Philippe Mettens plaide en ce sens depuis des années mais s’est longtemps heurté à son ministre de tutelle et à plusieurs directeurs d’établissements. "Lors du renouvèlement de mon mandat, cela se trouvait dans mon plan de management approuvé alors par la ministre Sabine Laruelle. Ce plan prévoit la création de coupoles qui sont des structures souples dans lesquelles se trouveraient les directions concernées par ces regroupements". Il pourrait ainsi y avoir, une coupole "Art" avec le musée des Beaux-Arts, le Cinquantenaire et l’Irpa, une coupole "Climat" avec les trois institutions du plateau d’Uccle mais avec aussi, le secrétariat de la plate-forme polaire, le musée de Tervuren qui a des compétences sur le climat en Afrique et le Museum des sciences naturelles. Ces deux derniers musées peuvent se retrouver aussi dans un autre pôle en même temps. "On créerait des sous-ensembles souples qui permettent de mieux agir pour le dynamisme de notre patrimoine. Les établissements ont vu ces dernières années qu’en se regroupant, elles peuvent obtenir davantage de moyens et mieux dialoguer avec la Régie des bâtiments. L’autonomie apparait comme un fantasme. Je suis ahuri quand je constate encore aujourd’hui que des gens travaillant côte à côte sur le plateau d’Uccle, ne se parlent parfois pas. Collaborer, faire opérer des "peer review" (analyses par des experts), est le contraire du conservatisme."

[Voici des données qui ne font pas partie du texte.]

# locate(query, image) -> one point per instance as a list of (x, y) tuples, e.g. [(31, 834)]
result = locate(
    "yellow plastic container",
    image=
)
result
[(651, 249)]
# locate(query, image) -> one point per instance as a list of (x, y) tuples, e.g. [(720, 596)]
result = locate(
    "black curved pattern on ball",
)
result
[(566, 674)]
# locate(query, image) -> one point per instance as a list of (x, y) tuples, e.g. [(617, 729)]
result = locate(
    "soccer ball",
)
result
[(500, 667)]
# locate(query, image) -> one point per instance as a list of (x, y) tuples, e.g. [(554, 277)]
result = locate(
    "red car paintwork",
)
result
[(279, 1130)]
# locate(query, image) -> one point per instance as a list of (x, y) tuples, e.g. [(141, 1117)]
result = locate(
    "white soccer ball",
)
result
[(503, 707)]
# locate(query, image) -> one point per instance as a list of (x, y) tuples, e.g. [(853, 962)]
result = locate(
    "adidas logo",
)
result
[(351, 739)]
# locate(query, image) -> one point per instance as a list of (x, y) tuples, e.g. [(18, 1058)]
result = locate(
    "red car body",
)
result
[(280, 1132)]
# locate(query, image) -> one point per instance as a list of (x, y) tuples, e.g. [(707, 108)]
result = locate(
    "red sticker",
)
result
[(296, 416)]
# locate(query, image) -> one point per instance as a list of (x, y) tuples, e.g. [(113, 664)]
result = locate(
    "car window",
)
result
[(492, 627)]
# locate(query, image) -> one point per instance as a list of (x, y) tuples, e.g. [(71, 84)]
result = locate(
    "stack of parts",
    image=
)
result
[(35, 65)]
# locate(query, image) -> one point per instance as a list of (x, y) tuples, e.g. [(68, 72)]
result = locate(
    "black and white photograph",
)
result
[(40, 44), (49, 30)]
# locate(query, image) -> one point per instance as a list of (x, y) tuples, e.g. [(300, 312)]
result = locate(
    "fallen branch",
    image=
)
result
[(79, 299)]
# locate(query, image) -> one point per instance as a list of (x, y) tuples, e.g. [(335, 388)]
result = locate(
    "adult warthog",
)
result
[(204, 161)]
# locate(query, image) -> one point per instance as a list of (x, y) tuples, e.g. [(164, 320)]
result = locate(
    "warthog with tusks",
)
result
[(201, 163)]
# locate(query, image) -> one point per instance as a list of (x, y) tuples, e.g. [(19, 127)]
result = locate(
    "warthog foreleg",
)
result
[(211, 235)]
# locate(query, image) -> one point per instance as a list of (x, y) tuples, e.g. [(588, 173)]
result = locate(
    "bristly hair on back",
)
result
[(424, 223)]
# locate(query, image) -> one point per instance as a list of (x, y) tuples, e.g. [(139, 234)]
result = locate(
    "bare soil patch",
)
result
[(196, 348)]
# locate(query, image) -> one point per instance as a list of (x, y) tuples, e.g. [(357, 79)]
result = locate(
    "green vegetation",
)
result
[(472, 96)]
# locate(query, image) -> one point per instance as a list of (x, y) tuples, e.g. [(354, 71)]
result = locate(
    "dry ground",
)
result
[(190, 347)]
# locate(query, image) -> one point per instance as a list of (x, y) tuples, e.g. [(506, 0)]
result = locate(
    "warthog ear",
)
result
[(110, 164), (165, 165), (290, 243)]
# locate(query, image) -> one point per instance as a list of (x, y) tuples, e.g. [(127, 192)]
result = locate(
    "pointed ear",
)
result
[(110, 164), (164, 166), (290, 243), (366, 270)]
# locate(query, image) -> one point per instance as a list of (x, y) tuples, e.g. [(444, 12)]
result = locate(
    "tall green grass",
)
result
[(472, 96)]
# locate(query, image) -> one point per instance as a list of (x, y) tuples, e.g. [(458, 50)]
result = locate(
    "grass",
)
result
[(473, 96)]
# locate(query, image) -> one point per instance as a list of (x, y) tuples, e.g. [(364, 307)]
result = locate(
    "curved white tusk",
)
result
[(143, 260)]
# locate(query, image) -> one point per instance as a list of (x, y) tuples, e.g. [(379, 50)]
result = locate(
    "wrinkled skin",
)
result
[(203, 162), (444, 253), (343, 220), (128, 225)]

Philippe Mettens connait les difficultés politiques de son plan. D’abord communautaires. Il faut éviter une communautarisation de ces institutions et maintenir la parité linguistique. "Celle-ci ne disparaitrait pas et on garderait un équilibre linguistique 5-5 entre les dix institutions. Pour les coupoles, on trouverait aussi une parité linguistique dans leur direction." Il veut mettre ce plan sur la table du futur gouvernement et démontrer ainsi, dit-il, que ces institutions ont un avenir et une renommée qu’il serait absurde de compromettre en les scindant. La nomination de Draguet à un double poste est alors une prémonition de ces ambitions (lire aussi ci-contre, l’avenir du plan de digitalisation).